I’m not familiar with Shibboleth, but I can say that user mapping happens on every single request so I’d advise against using a shell script or similar as it may bog down the system and/or add that much latency to every single request.
Here are the docs on user mapping. I know this may be impossible for you, but getting Shibboleth to just return a valid user id and using it directly is the best bet because that’s the fastest. If you do have to write a shell script, just be sure it’s as fast as it can possibly be, because again, it’ll get executed on every single request.

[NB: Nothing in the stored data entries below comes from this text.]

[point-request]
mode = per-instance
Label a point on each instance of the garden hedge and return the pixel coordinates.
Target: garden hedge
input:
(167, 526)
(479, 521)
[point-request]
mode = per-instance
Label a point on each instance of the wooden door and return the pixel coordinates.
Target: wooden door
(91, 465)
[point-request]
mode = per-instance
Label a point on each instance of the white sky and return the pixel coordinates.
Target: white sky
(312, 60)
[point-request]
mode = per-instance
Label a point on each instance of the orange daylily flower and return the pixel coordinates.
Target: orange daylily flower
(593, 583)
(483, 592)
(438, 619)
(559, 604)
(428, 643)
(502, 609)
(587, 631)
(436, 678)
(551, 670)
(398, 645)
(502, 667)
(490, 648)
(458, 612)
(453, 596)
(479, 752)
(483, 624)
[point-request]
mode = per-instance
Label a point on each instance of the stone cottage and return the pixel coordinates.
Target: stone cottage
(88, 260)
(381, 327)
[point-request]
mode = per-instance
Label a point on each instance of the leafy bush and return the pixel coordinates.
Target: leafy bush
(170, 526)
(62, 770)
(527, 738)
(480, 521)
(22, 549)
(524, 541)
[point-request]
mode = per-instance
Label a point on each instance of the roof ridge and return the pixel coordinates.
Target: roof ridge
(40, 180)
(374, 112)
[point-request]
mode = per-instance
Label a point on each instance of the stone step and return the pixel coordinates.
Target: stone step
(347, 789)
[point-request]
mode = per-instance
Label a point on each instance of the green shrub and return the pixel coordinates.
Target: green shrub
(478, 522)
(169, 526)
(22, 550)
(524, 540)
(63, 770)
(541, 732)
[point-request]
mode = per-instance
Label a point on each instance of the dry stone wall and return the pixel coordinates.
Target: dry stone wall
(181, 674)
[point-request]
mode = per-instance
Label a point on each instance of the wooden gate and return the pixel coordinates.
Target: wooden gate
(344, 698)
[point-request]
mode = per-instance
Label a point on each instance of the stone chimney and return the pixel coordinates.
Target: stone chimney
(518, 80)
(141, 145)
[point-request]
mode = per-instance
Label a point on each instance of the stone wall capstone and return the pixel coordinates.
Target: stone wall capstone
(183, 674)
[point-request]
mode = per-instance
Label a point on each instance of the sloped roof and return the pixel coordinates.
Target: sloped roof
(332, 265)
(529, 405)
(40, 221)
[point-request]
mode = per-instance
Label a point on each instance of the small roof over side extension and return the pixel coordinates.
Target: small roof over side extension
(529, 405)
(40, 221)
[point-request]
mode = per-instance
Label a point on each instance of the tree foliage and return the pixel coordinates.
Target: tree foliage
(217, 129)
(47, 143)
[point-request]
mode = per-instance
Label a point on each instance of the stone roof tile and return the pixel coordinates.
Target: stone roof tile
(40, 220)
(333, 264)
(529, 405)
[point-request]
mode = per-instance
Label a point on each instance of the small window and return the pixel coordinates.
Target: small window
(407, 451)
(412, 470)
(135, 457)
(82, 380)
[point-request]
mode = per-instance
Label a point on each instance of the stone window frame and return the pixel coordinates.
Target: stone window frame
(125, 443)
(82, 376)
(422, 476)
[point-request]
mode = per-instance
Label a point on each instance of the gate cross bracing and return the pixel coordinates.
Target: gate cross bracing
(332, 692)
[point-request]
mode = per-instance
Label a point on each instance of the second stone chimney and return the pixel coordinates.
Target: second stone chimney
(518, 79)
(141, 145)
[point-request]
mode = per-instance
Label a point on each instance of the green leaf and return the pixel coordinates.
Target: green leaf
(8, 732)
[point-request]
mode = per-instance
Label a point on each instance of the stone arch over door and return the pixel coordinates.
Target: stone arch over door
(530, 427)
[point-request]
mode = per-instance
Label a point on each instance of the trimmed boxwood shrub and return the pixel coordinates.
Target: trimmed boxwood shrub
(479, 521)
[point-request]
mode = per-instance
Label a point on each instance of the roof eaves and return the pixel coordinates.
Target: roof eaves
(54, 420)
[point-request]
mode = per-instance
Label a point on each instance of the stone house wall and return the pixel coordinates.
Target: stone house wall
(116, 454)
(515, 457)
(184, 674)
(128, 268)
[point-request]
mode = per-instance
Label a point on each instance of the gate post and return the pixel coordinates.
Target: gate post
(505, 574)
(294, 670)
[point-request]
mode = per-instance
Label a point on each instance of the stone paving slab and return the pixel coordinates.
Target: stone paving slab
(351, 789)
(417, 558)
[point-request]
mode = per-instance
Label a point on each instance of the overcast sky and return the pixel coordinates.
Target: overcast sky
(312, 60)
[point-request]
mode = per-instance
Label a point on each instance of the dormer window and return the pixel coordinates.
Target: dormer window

I have almost this exact setup for one of my deployments. You need to use the user_map shim.
#!/bin/bash
LOG=/var/log/ood_login_mapping.log
#Date stamp for log
TS=$(date +[%Y-%m-%d\ %H:%M:%S])
# This is important as the email comes in at HTML (I think) encoded
INPUT=$(echo $1 | sed -r 's/(.*)%40/\1@/')
echo "$TS INPUT=$INPUT" >> $LOG
# I pull the username out for the ldap search but you could skip this
USERNAME=$(echo $INPUT | awk -F@ '{print $1}')
echo "$TS USERNAME=$USERNAME" >> $LOG
# At my site, I test to simply see if the username part of the email exists
LDAPSEARCH=$(ldapsearch -x "uid=$USERNAME" | grep "uid: ")
if [ $? -eq 0 ]; then
echo "$TS Found User: $USERNAME" >> $LOG
echo $USERNAME #send username back to ood
exit 0
else
#Exit one will send the user to the reject page
echo "$TS Creating user: $1,$INPUT,$USERNAME" >> $LOG
exit 1
fi
echo "" > $LOG
Basically, for your setup, you can just extend the logic to just do more ldap foo so you can map emails to usernames.
Fwiw, when you echo 1 from the shim, you can actually set via map_fail_uri: /register in ood-portal.yml the url that fails get redirected to. This could be a splash page or even just a simple HTML that maybe redirects users.
For a few deployents, I actually do automatic user creation because policy for those sites dictates that as long as a user has an @this-site.edu email, they are kosher to have accounts. What I do in that more advanced shim is if the user does not exist, I kick off a user creation script and exit 1 which redirects to a page that explains the account is being created, waits a little bit and then redirects back to the login then works automatically because their shibboleth cookie still is still a legitimate login.